William Yin founded Scent Trunk during the Queen's Summer Innovation Initiative. (Photo supplied)

Scent Trunk, for which Mr. Yin is founder and CEO, is a cologne subscription service that sends monthly samples to its customers. Equipped with a predictive algorithm, the company personalizes and forecasts what scents they think each customer will like best.

“Buying cologne in a store has problems,” says Mr. Yin. “There’s little variety, the selection isn’t personalized and though you can smell the scents, you don’t know how they’ll react with your body chemistry when you actually wear them.”

By analyzing customers’ preferences and responses over time, he says Scent Trunk is able to find the colognes that best match each individual.

The company has had a number of recent successes, winning the Toronto regional competition in the Global Student Entrepreneurship Awards and was given a chance to pitch the business on a CBC spinoff of the popular show Dragon’s Den. Called Next Gen Den, the web-based show has young entrepreneurs pitch their early-stage businesses to a panel of industry professionals including Michele Romanow, Sci ’07 and MBA ’08, who co-founded Buytopia, an online discount service.

The episode featuring Scent Trunk is set to air on March 9 and Mr. Yin has to stay tight-lipped until then.

“At the moment, all I can say is that it went well,” he says.

Despite these successes, the company has faced its fair share of challenges, one of which happened while in QSII.

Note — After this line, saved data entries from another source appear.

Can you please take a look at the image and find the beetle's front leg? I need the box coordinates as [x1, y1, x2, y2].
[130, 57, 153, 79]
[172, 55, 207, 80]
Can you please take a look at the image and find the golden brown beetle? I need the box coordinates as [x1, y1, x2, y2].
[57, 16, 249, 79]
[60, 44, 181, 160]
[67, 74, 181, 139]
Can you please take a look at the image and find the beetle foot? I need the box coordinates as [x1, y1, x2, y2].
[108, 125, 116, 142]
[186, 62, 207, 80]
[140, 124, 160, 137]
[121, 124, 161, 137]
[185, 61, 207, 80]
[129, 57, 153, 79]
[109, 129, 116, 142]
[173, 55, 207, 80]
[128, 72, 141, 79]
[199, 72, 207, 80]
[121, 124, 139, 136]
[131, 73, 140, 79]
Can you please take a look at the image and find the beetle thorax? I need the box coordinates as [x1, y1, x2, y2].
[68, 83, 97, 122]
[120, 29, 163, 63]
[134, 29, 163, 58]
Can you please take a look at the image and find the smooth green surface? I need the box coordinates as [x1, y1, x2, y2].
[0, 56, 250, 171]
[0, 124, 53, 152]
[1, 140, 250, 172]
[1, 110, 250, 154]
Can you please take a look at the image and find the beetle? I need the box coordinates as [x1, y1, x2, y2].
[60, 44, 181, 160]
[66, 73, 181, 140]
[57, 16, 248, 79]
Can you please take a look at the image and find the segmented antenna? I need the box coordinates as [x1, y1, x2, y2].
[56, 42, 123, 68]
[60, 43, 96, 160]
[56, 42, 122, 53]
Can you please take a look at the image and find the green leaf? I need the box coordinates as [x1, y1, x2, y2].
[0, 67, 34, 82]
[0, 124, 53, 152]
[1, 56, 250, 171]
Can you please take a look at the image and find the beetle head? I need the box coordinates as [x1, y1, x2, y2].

“We fared poorly in QSII and it was one of the biggest defeats I’ve ever had,” says Mr. Yin. “I’d never put so much into something and not had it pan out. I wanted to prove the judges wrong.” Failing to win the competition, he says, was a spark that made him work even harder. “My biggest motivator is being told I can’t do something.”

In the months since he started Scent Trunk, Mr. Yin says he’s made his company’s pitch hundreds of times and that to be an entrepreneur you have to have thick skin.

“You get rejected often, so you have to seize on the small wins to stay motivated. In QSII I learnt that I love growing a business, selling things, crunching numbers and making an enterprise work. The competition prepared me for the challenges I’ve faced, but each day as the business grows, it gets harder,” he says. “But, I’m very competitive, I love a challenge.”